Dalam sabda beliau Shallallahu 'Alaihi wa Sallam yang lain dikemukakan:

"Jika salah seorang diantara kalian hendak melamar perempuan, maka diperbolehkan melihatnya —jika melihatnya hanya untuk meminangnya—, walaupun si wanita itu tidak mengetahuinya." (HR. Thahawi dan Ahmad didalam musnadnya dengan status sahih)

Sebagian sahabat memberlakukan hadits ini, yang diantaranya adalah Muhammad bin Musallamah Al Anshari. Sahl bin Abi Hatsmah berkata: "Aku melihat Muhammad bin Musallamah mengikuti Butsainah binti Dhahhak diatas tandu." Dengan penuh kehati-hatian aku bertanya: "Bagaimana engkau melakukan hal itu, sedangkan engkau adalah seorang sahabat Nabi?" Maka ia pun menjawab: "Aku pernah mendengar, bahwa beliau Shallallahu 'Alaihi wa Sallam bersabda yang artinya: "Apabila terdetik dihati seorang laki-laki untuk melamar seorang perempuan, maka tiada salahnya untuk melihat perempuan dimaksud" (HR. Abu Hurairah, Thahawi dan Ahmad didalam musnadnya).

Para ulama fiqih berbeda pendapat mengenai batasan yang diperbolehkan untuk melihatnya. Sebagian madzhab membatasi pada wajah dan ke-dua telapak tangan, dimana batasan ini tidak ada hujjahnya dan mengesampingkan pemahaman sahabat.

Ada baiknya dalam kaitan ini penulis menyebutkan (untuk mengingat) perbuatan Nabi Sulaiman 'Alaihissalam ketika membangun istana dengan tujuan untuk melihat kedua betis dari Ratu Balgis. Sungguh Nabi Sulaiman 'Alaihissalam hendak menikahinya. Ketika Ratu Balqis melihat istana, ia mengira bahwa yang dilaluinya itu adalah kolam air, sehingga ia menyingkapkan kain yang ia kenakan dan terlihatlah kedua betisnya.

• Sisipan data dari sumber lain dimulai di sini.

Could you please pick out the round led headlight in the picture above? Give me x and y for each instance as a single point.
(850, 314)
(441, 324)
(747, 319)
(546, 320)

Maka dilihatlah kedua betis Ratu Balgis oleh Nabi Sulaiman dan kemudian beliau menikahinya.

Di sini timbul pertanyaan, jika syar'i (pembuat hukum, Allah) men-tolelir kaum lelaki untuk melihat wanita sebelum menikah, apakah wali berhak memperlihatkan puterinya tanpa batasan hijab yang juga bersifat syar'i. Menurut hemat penulis, —Wallahu A'lam— boleh, selama pelamar melihat dalam batasan yang wajar, walaupun si wanita tidak mengetahuinya.

Ibnul Qayyim didalam kitabnya "Tahdzib As Sunan" Juz. III, hal. 25-26 menyebutkan: "Bahwa Abu Dawud memperbolehkan melihat seluruh tubuh wanita." Adapun menurut Imam Ahmad terdapat tiga riwayat. Pertama, boleh melihat hanya telapak tangan dan wajah. Kedua, melihat anggota tubuh yang biasa tampak seperti betis, lutut dan semisalnya. Ketiga, boleh melihat seluruh tubuhnya (dengan busana tentunya, Ed.).

Ibnu Qudamah dalam kitab "Al Mughni" Juz. VII, hal. 454 menyebutkan alasan diperbolehkannya melihat anggota badan yang biasa tampak. Yaitu, ketika Nabi memperbolehkan melihat wanita yang hendak dilamar (dipinang) tanpa sepengetahuannya. Berarti, beliau mengizinkan melihat anggota tubuh yang biasa tampak karena tidak mungkin memfokuskan pandangan pada wajah yang disertai dengan tampaknya anggota tubuh lainnya.

Sebagaimana diperbolehkan seorang lelaki melihat wanita yang akan dinikahinya, maka begitu juga hendaknya seorang wali melihat agama, akhlak dan keadaan lelaki yang meminang untuk kepentingan anaknya. Karena, sesudah menikah nanti, maka kebebasan anaknya akan dibatasi dengan sebab pernikahannya itu. Jika dinikahi oleh seorang suami yang fasiq atau penyebar (pembuat) fitnah, maka berarti sang wali telah mencelakai diri dan anaknya ("Minhaj Al Qashidin", hal. 71).